动机发现致病病原体，尤其是没有参考基因组的病毒，是一项技术挑战，因为通过序列比对往往无法识别这些病原体。对无法与人类和病原体基因组比对的病人高通量序列进行机器学习预测，可能会发现源自未定性病毒的序列。目前，还缺乏专门用于准确预测人类数据中此类病毒序列的软件。结果我们利用内部病毒基因组数据库开发了一种快速 XGBoost 方法和软件 VirusPredictor。我们的两步 XGBoost 模型首先将每个查询序列分为三类：传染性病毒、内源性逆转录病毒 (ERV) 或非ERV 人类。序列越长，预测准确率越高，150-350（Illumina 短读数）、850-950（Sanger 测序数据）和 2,000-5,000 bp 序列的预测准确率分别为 0.76、0.93 和 0.98。当查询序列从 150-350 bp 增加到大于 850 bp 时，准确度从 0.92 增加到大于 0.98。结果表明，Illumina 短读数应尽可能在预测前从头组装成等体（例如，1000 bp 或更长）。我们将 VirusPredictor 应用于多个真实的基因组和元基因组数据集，并获得了很高的准确率。VirusPredictor 是一款用户友好的开源 Python 软件，可用于预测患者不可应用序列的来源。这项研究首次在传染性病毒序列预测中对 ERV 进行了分类。这也是第一项结合病毒亚群预测的研究。AVAILABILITYwww.dllab.org/software/VirusPredictor.html.SUPPLEMENTARY INFORMATIONS补充数据可在生物信息学网上获取。

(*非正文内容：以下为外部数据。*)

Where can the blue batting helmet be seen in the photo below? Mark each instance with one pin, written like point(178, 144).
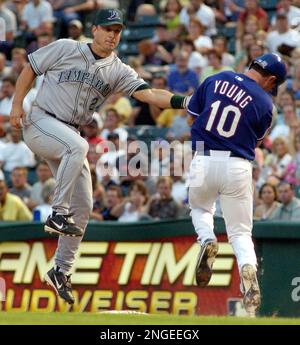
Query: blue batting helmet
point(273, 64)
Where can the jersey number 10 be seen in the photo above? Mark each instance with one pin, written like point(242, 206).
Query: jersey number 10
point(220, 126)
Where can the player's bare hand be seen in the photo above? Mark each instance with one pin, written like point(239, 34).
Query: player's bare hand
point(16, 116)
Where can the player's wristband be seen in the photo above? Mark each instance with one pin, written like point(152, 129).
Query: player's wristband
point(179, 102)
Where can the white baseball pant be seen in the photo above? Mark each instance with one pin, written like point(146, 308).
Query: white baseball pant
point(230, 178)
point(65, 151)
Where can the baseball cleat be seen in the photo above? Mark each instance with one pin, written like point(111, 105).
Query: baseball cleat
point(59, 224)
point(206, 258)
point(250, 289)
point(61, 284)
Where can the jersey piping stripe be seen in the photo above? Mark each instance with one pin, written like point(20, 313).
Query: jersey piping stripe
point(192, 113)
point(90, 88)
point(80, 84)
point(89, 92)
point(34, 65)
point(266, 132)
point(131, 91)
point(69, 152)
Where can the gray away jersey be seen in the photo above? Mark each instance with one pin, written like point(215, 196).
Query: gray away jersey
point(75, 83)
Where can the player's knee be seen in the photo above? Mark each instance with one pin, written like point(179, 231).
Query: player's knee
point(82, 148)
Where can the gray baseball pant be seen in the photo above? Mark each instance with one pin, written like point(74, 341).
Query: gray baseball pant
point(65, 151)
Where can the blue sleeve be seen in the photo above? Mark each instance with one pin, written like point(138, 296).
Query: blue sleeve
point(195, 81)
point(264, 125)
point(197, 101)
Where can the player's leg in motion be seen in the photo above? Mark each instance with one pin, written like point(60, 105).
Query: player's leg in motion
point(62, 145)
point(65, 151)
point(81, 205)
point(202, 195)
point(237, 206)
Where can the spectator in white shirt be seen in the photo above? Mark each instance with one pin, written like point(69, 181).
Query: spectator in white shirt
point(6, 97)
point(291, 123)
point(35, 13)
point(205, 14)
point(202, 42)
point(10, 22)
point(292, 12)
point(16, 153)
point(283, 35)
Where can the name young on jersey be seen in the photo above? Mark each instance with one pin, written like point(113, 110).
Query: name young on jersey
point(74, 75)
point(232, 91)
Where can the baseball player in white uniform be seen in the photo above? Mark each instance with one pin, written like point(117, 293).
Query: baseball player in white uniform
point(232, 113)
point(78, 77)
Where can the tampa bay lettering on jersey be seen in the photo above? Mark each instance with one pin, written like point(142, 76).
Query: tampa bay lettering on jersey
point(80, 76)
point(238, 95)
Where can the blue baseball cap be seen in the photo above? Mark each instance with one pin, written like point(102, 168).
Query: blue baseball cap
point(109, 16)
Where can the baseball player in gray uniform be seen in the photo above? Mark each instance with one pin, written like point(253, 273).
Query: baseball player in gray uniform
point(78, 77)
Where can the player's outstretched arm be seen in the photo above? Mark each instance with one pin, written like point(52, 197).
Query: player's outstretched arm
point(161, 98)
point(23, 85)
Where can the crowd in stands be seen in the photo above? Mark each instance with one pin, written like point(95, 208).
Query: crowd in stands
point(187, 42)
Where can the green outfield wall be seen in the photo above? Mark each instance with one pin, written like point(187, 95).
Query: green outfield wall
point(277, 246)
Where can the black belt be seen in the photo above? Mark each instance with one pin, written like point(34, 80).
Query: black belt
point(67, 123)
point(208, 153)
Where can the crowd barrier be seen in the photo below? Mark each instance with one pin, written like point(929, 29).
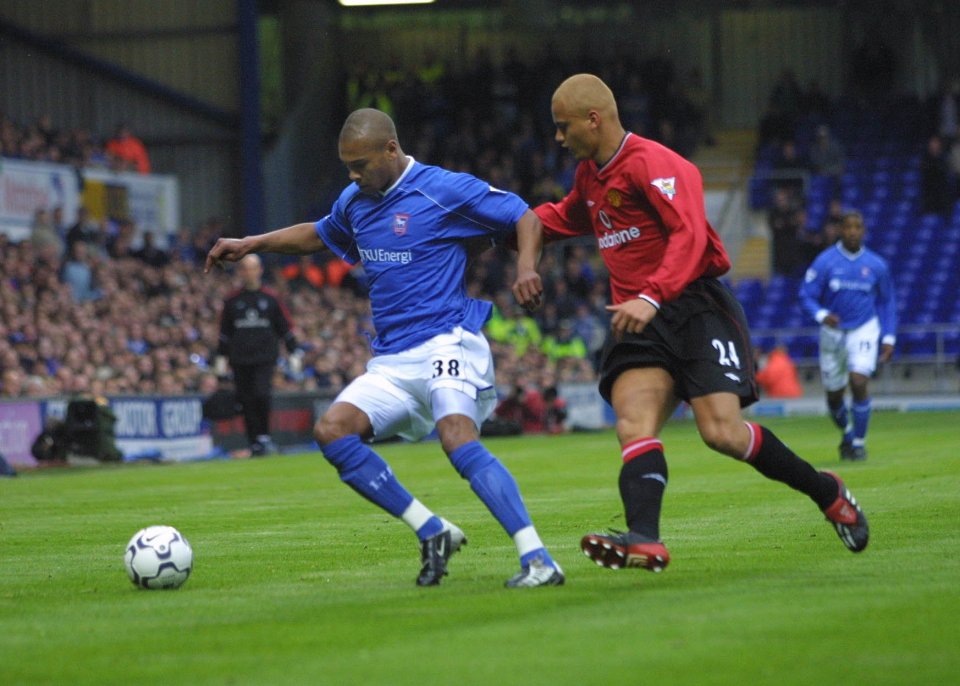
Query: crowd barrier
point(174, 429)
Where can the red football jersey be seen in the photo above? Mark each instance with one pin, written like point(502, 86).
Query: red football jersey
point(645, 207)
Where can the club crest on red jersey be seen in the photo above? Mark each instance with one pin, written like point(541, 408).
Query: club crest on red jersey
point(400, 223)
point(666, 185)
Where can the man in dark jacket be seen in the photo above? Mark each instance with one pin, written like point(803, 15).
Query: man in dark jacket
point(252, 324)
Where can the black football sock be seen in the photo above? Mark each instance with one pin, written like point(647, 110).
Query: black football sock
point(643, 479)
point(774, 460)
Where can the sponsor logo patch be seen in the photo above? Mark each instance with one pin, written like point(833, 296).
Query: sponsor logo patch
point(400, 221)
point(666, 185)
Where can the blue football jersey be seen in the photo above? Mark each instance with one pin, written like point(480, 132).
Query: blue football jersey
point(412, 242)
point(855, 286)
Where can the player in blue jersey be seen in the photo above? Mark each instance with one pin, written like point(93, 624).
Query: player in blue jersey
point(849, 292)
point(411, 226)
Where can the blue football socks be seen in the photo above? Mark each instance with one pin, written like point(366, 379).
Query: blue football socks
point(493, 484)
point(367, 473)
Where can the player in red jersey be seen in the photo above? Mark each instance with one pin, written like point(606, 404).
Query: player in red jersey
point(676, 333)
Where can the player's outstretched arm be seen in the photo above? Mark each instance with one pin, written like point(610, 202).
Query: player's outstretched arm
point(528, 288)
point(299, 239)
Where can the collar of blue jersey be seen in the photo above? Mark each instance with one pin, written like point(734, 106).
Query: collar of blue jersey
point(410, 163)
point(846, 253)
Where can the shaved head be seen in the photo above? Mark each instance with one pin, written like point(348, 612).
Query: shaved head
point(370, 150)
point(585, 114)
point(582, 93)
point(368, 126)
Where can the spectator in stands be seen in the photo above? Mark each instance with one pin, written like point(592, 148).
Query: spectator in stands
point(303, 273)
point(827, 156)
point(785, 225)
point(948, 111)
point(936, 195)
point(555, 411)
point(44, 237)
point(149, 253)
point(127, 152)
point(524, 407)
point(513, 326)
point(830, 230)
point(565, 343)
point(77, 273)
point(777, 374)
point(83, 229)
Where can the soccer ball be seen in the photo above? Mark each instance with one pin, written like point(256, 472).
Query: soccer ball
point(158, 557)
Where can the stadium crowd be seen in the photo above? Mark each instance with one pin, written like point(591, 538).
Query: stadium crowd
point(86, 313)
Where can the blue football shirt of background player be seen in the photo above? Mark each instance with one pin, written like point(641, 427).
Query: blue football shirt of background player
point(412, 226)
point(848, 290)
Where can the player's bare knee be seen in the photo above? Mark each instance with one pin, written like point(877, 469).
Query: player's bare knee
point(329, 429)
point(456, 431)
point(724, 438)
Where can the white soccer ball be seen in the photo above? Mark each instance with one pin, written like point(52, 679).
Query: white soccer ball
point(158, 557)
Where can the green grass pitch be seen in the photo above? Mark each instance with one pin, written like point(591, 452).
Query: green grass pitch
point(299, 581)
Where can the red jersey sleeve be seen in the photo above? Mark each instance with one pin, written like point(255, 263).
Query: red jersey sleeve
point(566, 218)
point(674, 189)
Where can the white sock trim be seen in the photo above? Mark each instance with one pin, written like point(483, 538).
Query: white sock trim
point(527, 540)
point(416, 515)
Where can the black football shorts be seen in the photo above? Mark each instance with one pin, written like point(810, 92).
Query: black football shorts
point(701, 338)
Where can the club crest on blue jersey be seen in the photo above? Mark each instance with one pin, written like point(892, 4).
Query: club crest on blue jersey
point(400, 221)
point(667, 186)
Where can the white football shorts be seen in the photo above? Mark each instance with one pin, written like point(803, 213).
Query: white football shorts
point(404, 394)
point(843, 351)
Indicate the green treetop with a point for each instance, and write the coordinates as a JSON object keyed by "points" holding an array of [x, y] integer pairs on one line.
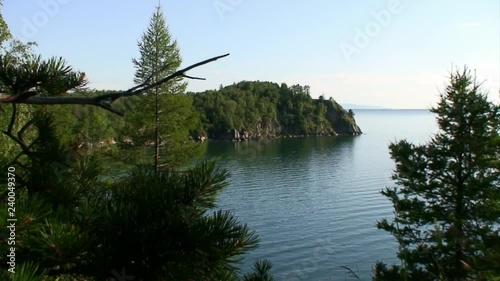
{"points": [[164, 116], [447, 198]]}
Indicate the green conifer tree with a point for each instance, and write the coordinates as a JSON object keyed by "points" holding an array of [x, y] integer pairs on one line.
{"points": [[164, 117], [447, 198]]}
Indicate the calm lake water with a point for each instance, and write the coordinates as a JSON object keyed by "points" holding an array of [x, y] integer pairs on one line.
{"points": [[314, 201]]}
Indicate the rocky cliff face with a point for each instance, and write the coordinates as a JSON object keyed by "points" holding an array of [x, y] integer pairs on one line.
{"points": [[340, 122]]}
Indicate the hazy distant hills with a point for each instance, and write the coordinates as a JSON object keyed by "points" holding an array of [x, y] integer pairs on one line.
{"points": [[348, 106]]}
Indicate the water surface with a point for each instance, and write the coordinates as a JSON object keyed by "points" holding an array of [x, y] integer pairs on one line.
{"points": [[314, 201]]}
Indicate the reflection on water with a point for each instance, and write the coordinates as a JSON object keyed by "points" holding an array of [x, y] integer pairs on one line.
{"points": [[314, 201]]}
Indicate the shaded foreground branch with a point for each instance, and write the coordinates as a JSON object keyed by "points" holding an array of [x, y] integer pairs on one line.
{"points": [[104, 101]]}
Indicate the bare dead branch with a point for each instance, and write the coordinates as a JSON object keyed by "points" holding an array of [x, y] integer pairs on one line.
{"points": [[103, 101]]}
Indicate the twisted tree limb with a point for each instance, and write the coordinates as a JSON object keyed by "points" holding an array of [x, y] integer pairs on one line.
{"points": [[103, 101]]}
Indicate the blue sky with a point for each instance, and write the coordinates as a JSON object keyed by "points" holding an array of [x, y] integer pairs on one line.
{"points": [[391, 53]]}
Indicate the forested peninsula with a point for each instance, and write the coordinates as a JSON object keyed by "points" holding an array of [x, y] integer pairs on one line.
{"points": [[255, 109]]}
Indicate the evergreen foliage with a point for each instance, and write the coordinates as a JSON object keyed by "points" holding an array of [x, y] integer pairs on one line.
{"points": [[76, 222], [265, 109], [447, 198], [163, 117]]}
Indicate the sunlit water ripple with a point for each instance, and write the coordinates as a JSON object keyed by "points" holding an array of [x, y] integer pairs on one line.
{"points": [[314, 201]]}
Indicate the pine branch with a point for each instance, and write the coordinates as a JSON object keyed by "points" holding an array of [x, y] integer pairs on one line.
{"points": [[103, 101]]}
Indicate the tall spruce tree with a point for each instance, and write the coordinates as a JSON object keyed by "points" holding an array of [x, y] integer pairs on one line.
{"points": [[165, 115], [447, 198]]}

本文章由计算机程序翻译，如有差异，请以英文原文为准。

查看原文

微信好友朋友圈 QQ好友复制链接

本刊更多论文

VirusPredictor: XGBoost-based software to predict virus-related sequences in human data.

MOTIVATION Discovering disease causative pathogens, particularly viruses without reference genomes, poses a technical challenge as they are often unidentifiable through sequence alignment. Machine learning prediction of patient high-throughput sequences unmappable to human and pathogen genomes may reveal sequences originating from uncharacterized viruses. Currently, there is a lack of software specifically designed for accurately predicting such viral sequences in human data. RESULTS We developed a fast XGBoost method and software VirusPredictor leveraging an in-house viral genome database. Our two-step XGBoost models first classify each query sequence into one of three groups: infectious virus, endogenous retrovirus (ERV) or non-ERV human. The prediction accuracies increased as the sequences became longer, ie, 0.76, 0.93, and 0.98 for 150-350 (Illumina short reads), 850-950 (Sanger sequencing data), and 2,000-5,000 bp sequences, respectively. Then, sequences predicted to be from infectious viruses are further classified into one of six virus taxonomic subgroups, and the accuracies increased from 0.92 to > 0.98 when query sequences increased from 150-350 to > 850 bp. The results suggest that Illumina short reads should be de novo assembled into contigs (e.g., ∼1,000 bp or longer) before prediction whenever possible. We applied VirusPredictor to multiple real genomic and metagenomic datasets and obtained high accuracies. VirusPredictor, a user-friendly open-source Python software, is useful for predicting the origins of patients' unmappable sequences. This study is the first to classify ERVs in infectious viral sequence prediction. This is also the first study combining virus sub-group predictions. AVAILABILITY www.dllab.org/software/VirusPredictor.html. SUPPLEMENTARY INFORMATION Supplementary data are available at Bioinformatics online.

求助全文

通过发布文献求助，成功后即可免费获取论文全文。去求助

来源期刊

ACS Applied Energy Materials Materials Science-Materials Chemistry

CiteScore

10.30

自引率

6.20%

发文量

1368

期刊介绍： ACS Applied Energy Materials is an interdisciplinary journal publishing original research covering all aspects of materials, engineering, chemistry, physics and biology relevant to energy conversion and storage. The journal is devoted to reports of new and original experimental and theoretical research of an applied nature that integrate knowledge in the areas of materials, engineering, physics, bioscience, and chemistry into important energy applications.